We had some threads about languages recently. To be honest, it’s one of my favorite topics and I thought it was cool to see so many people talking about it.
So, I want to point out Lemmygrad communities I see about language for anyone interested:
Linguistics:
https://lemmygrad.ml/c/leftlang - somewhat active
https://lemmygrad.ml/c/linguistics - not active
Specific language learning:
https://lemmygrad.ml/c/learnchinese
September’s Korean study thread on c/korea
Translation:
https://lemmygrad.ml/c/translation
I’m not sure to what degree other people here are interested in seeing more language study topics be discussed around here but personally I would be very interested in more activity around this topic, such as helping each other study, producing translations together (I know that’s a big project), studying topics like language revitalization, language acquisition, etc.
Is anyone else here enthusiastic about this kind of topic?
Do you or other techy comrades know how to do the following…
I’d like to read some García Márquez in the original, but it’s a bit too advanced for me.
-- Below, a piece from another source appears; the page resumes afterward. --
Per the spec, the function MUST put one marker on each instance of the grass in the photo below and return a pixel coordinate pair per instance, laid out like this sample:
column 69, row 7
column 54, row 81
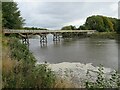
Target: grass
column 19, row 69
I was thinking of front-loading the vocab and learning the words that are in the book(s) before starting. The only way I can think of doing this is intensively reading it/them and listing all the words I don’t know. The problem is that I’ll end up understanding enough of the story to spoil it, but not understand enough to enjoy it.
So what I’d like to do is list all the words used in the text by frequency. Then I can ignore the words I do know and learn a bulk of the less frequent words before starting to read the book. Is there a script or something that I could apply to the epub version to strip the words and sort them by frequency?
Yeah that’s a class of application of the app/tool that I had in mind. I can write that in Python or find it somewhere if you give me a hot min.
ok… Unix like environments are made to do this type of stuff really well. for example: https://ebooks.stackexchange.com/questions/5841/i-am-looking-for-a-software-or-a-way-to-list-extract-count-in-short-analyze
If you would like I could try to package something more convenient in a container or app or whatever. (which was the point of the project).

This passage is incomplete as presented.